Liver Lipid and Glucose Profiles

The glycogen content in livers was markedly reduced by 24-h feed deprivation (Fig. 2B). However, Nrf2 activity had no effects on glycogen content in livers of mice under either fed or fasted conditions. Whereas hepatic concentrations of NEFAs under the fed condition were similar in all four genotypes of mice, 24-h feed deprivation increased NEFAs concentrations in livers of Nrf2-null and WT mice, but not in the Nrf2-activated K1-KD and K1-HKO mice. The concentration of triglycerides in livers was increased more than 3 fold in Nrf2-null, WT, and K1-KD mice after feed deprivation, but its elevation was not statistically significant in K1-HKO mice. Concentrations of both NEFAs and triglycerides exhibited a trend of being higher in livers of Nrf2-null and lower in K1-HKO mice after fasting.
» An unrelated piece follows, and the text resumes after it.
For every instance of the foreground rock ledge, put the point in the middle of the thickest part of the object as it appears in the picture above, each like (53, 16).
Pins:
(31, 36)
Hepatic Expression of Genes Involved in Glucose and Lipid Metabolism

In order to adapt to food deprivation, the liver produces glucose via enhanced gluconeogenesis to support organs that depend on glucose as the energy source. Glucose-6-phosphatase (G6pase) and phosphoenolpyruvate carboxykinase (Pepck) catalyze two rate-limiting steps of gluconeogenesis in hepatocytes. The expression of these gluconeogenetic genes was not markedly affected by the activity of Nrf2 in ad libitum fed mice (Fig. 3A). Fasting increased the mRNA of both enzymes in liver. Messenger RNA of G6pase, but not Pepck, was slightly higher in livers of Nrf2-null mice than other genotypes after fasting. These data indicate that fasting markedly stimulated hepatic gluconeogenesis in mice, which is moderately affected by Nrf2.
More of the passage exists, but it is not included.